Diagnosis checklist:

  1. Import path is wrong. Verify the module:attribute format.
# Check the object loads correctly in Python first
python -c "from myapp import rag; print(rag)"

# Then serve it
synapsekit serve myapp:rag
  1. Object is not an Agent, Pipeline, or Graph. synapsekit serve only accepts these types. Pass a compatible object.

  2. Missing environment variables. The server process inherits the shell environment. Ensure API keys are exported.

export OPENAI_API_KEY=sk-...
synapsekit serve myapp:rag
  1. Check the server logs. Run with --log-level debug for the full traceback.
synapsekit serve myapp:rag --log-level debug

Memory not persisting between runs

Symptoms: The agent starts fresh on every run and has no recall of previous conversations.

Diagnosis checklist:

  1. In-memory store. The default ConversationMemory is in-process and lost on restart. Switch to a persistent backend.
from synapsekit.memory import RedisConversationMemory, SQLiteConversationMemory

# Persists across restarts
memory = SQLiteConversationMemory(path="memory.db", session_id="user-123")
memory = RedisConversationMemory(redis_url="redis://localhost:6379/0", session_id="user-123")
  1. Different session_id each run. The session ID must be the same to retrieve the same history.
# Use a stable identifier — user ID, conversation ID, etc.
memory = SQLiteConversationMemory(path="memory.db", session_id="user-123")
  1. SQLite file path changes. If you use a relative path, it resolves differently depending on your working directory. Use an absolute path.
import os
memory = SQLiteConversationMemory(
path=os.path.expanduser("~/.synapsekit/memory.db"),
session_id="user-123"
)

Function calling not working

Symptoms: Tools are never called, the agent always responds with plain text, or you get NotImplementedError.

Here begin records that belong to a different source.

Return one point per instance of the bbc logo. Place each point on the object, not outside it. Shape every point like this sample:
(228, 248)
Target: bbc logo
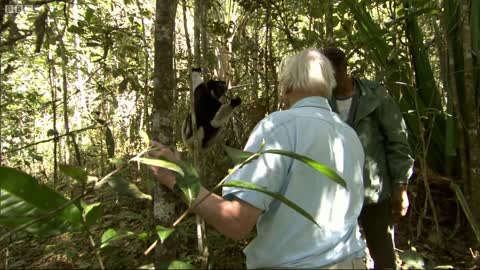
(18, 8)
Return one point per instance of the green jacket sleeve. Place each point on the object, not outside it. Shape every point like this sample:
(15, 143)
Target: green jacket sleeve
(398, 152)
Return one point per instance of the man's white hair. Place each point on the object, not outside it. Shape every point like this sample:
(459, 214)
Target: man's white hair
(308, 72)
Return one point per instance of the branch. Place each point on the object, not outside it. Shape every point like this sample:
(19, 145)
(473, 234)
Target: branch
(43, 2)
(54, 138)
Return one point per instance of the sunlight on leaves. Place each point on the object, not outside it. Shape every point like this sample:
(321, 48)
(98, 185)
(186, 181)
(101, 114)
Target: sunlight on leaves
(237, 155)
(163, 163)
(176, 265)
(189, 184)
(145, 138)
(112, 235)
(163, 233)
(251, 186)
(312, 163)
(92, 212)
(127, 188)
(74, 172)
(23, 195)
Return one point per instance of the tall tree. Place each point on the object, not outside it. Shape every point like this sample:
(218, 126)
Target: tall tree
(163, 89)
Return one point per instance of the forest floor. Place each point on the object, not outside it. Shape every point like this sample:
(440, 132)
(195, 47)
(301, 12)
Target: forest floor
(73, 250)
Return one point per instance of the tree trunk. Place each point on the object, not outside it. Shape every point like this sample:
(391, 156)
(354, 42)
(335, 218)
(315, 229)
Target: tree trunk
(163, 87)
(329, 25)
(471, 111)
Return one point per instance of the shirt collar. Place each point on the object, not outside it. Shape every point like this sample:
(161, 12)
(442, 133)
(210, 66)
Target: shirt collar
(316, 101)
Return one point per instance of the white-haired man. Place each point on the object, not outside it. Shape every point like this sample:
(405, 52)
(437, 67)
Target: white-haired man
(308, 127)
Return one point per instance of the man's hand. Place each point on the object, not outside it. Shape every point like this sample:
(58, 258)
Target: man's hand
(400, 201)
(164, 176)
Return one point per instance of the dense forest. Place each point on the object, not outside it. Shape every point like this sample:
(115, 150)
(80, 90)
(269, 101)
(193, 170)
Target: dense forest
(86, 84)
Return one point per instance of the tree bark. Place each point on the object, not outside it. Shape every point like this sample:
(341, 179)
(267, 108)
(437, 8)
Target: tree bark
(162, 130)
(471, 111)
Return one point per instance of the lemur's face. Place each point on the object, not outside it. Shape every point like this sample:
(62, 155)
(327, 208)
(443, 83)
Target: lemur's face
(217, 88)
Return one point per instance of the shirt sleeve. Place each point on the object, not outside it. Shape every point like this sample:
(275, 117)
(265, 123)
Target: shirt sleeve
(269, 170)
(399, 155)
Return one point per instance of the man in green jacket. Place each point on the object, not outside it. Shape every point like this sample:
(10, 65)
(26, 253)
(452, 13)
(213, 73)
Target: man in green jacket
(367, 107)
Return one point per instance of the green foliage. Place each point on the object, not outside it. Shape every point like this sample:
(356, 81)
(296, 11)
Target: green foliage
(92, 213)
(163, 233)
(74, 172)
(23, 199)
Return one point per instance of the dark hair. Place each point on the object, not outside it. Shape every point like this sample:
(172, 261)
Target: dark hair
(336, 56)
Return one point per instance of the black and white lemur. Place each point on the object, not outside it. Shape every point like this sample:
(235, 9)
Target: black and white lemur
(212, 110)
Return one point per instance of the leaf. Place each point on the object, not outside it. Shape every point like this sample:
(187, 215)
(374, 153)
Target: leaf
(23, 198)
(466, 209)
(164, 163)
(189, 184)
(312, 163)
(176, 265)
(145, 138)
(52, 132)
(412, 260)
(89, 15)
(75, 29)
(112, 235)
(127, 188)
(91, 213)
(110, 142)
(237, 155)
(74, 172)
(147, 266)
(251, 186)
(116, 161)
(143, 236)
(163, 233)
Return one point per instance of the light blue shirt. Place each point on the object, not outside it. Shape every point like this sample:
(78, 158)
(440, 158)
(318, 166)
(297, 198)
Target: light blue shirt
(284, 237)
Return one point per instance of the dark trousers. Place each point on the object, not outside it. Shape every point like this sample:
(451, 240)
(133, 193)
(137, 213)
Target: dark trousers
(377, 224)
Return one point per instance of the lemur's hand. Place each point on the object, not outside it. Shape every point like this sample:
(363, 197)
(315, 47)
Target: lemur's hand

Supported providers: Function calling is only available on providers that expose a tool-call API.

ProviderFunction calling
OpenAI (gpt-4o, gpt-4o-mini, gpt-3.5-turbo)Yes
Anthropic (claude-3+)Yes
Groq (llama-3, mixtral)Yes
Mistral (mistral-large, mistral-medium)Yes
Google Gemini (gemini-1.5+)Yes
AWS Bedrock (Claude, Llama 3)Yes
OllamaModel-dependent
CohereYes (command-r+)
DeepSeekYes (deepseek-chat)

Fix for unsupported models: Use ReActAgent (text-based tool use via prompting) instead of FunctionCallingAgent.

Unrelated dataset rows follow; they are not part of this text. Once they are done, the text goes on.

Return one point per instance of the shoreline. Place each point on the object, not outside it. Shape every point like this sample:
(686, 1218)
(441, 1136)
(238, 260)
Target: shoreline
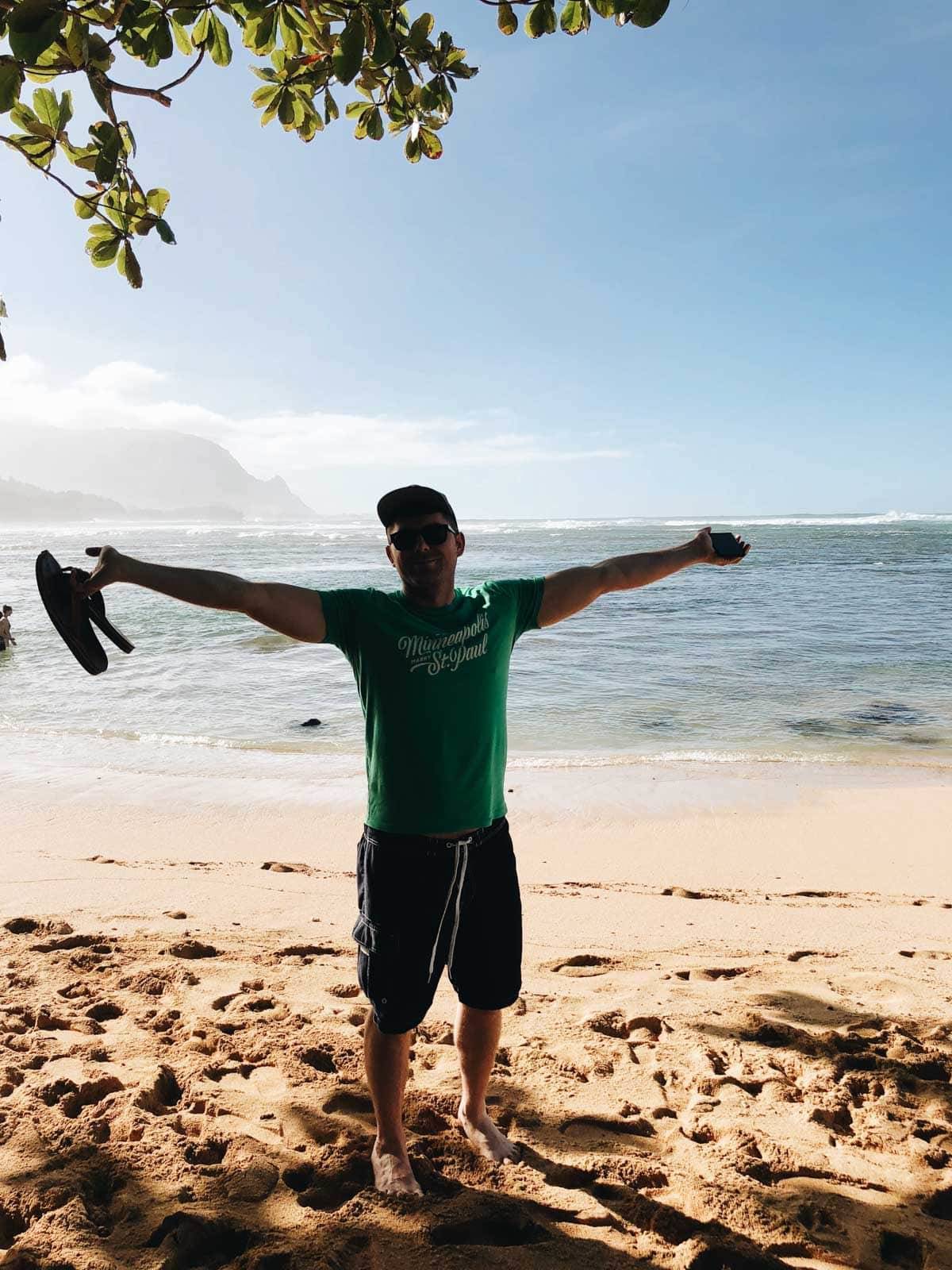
(124, 849)
(733, 1045)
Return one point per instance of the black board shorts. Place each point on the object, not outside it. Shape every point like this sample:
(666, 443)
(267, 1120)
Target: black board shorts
(428, 903)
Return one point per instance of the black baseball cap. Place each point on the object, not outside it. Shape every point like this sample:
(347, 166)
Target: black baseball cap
(414, 501)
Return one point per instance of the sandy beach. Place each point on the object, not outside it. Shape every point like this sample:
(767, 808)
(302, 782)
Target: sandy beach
(733, 1048)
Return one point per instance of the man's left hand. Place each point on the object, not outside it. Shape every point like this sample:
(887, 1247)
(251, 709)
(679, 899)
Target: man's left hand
(708, 554)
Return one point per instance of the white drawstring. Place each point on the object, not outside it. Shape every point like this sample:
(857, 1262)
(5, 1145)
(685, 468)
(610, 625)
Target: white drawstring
(440, 929)
(459, 899)
(465, 845)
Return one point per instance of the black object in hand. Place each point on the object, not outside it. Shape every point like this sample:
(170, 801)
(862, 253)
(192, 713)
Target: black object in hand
(727, 546)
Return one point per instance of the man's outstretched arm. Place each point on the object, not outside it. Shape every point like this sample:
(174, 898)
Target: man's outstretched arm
(573, 590)
(294, 611)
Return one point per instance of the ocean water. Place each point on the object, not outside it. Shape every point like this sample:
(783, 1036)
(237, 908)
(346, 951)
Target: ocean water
(831, 643)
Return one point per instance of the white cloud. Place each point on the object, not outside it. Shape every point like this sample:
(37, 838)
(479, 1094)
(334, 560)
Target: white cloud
(130, 395)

# FunctionCallingAgent requires native tool-call support
agent = FunctionCallingAgent(llm=OpenAILLM(model="gpt-4o"), tools=[...])

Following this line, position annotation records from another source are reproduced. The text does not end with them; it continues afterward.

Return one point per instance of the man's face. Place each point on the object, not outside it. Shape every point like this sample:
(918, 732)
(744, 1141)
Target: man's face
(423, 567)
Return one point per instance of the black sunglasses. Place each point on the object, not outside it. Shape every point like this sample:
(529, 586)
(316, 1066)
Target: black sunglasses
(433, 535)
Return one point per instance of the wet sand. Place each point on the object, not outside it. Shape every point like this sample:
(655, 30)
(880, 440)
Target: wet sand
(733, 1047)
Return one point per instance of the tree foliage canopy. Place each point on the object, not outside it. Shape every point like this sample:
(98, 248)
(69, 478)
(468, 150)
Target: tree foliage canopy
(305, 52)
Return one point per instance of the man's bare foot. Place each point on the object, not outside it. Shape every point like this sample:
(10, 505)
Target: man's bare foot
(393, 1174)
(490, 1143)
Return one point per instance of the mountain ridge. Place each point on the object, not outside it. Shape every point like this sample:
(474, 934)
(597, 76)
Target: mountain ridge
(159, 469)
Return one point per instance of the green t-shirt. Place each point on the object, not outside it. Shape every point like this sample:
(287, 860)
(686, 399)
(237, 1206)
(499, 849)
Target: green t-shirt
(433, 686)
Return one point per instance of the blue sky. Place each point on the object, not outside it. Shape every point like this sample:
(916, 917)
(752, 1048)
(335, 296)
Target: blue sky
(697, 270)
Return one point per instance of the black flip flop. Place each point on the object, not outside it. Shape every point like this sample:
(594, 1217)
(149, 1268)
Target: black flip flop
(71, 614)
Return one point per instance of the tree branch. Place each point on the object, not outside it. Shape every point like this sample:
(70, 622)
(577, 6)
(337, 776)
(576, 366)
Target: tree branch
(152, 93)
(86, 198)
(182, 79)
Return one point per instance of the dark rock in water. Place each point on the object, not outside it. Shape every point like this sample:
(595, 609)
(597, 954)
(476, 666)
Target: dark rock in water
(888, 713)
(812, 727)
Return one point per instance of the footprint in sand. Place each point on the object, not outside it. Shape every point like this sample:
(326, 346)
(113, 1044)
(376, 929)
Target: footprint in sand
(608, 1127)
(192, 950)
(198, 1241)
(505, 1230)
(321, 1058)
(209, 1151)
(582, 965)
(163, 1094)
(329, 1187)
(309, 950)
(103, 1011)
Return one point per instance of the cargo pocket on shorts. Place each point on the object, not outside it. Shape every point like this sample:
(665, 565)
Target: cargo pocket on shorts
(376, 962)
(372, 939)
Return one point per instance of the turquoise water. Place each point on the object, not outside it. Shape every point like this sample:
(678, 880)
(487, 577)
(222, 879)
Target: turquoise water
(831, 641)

# ReActAgent works with any model via prompting
agent = ReActAgent(llm=OllamaLLM(model="llama3"), tools=[...])

Embeddings are slow

Symptoms: Indexing or retrieval takes too long, especially in a loop.

Diagnosis and fixes:

  1. Enable embedding caching. Re-embedding the same text repeatedly is wasteful.
from synapsekit.llms.caching import RedisLLMCache

cache = RedisLLMCache(redis_url="redis://localhost:6379/0")
embeddings = OpenAIEmbeddings(model="text-embedding-3-small", cache=cache)
  1. Use batch embedding. Embed many texts in one API call.
texts = [doc.content for doc in documents]
vectors = await embeddings.embed_batch(texts) # one API call
  1. Use a local embedding model for development. Avoids network round-trips entirely.
from synapsekit.llms.embeddings import SentenceTransformerEmbeddings
embeddings = SentenceTransformerEmbeddings(model="all-MiniLM-L6-v2")
  1. Parallelise large indexing jobs.
import asyncio

async def embed_all(texts: list[str]):
tasks = [embeddings.embed(t) for t in texts]
return await asyncio.gather(*tasks)

BudgetExceededError immediately

Symptoms: Every call raises BudgetExceededError even for cheap requests, including the very first one.

Diagnosis checklist:

  1. Circuit breaker is tripped. After any budget exceedance, the guard stays tripped until you reset it.
guard.reset()  # reset the tripped circuit breaker
  1. Limit is too tight. A per_request limit of 0.001 (0.1 cent) will fire even for short responses with gpt-4o.
from synapsekit import BudgetLimit

# Realistic limits (2026 prices)
limit = BudgetLimit(
per_request=0.05, # 5 cents per call
per_day=5.00, # $5 / day
per_month=50.00, # $50 / month
)
  1. Cost estimate is using the wrong model pricing. Ensure the model name passed to BudgetGuard matches the model you are actually using.
guard = BudgetGuard(limit, model="gpt-4o-mini")  # uses gpt-4o-mini pricing

See Observability — Cost Tracker for the full BudgetGuard reference.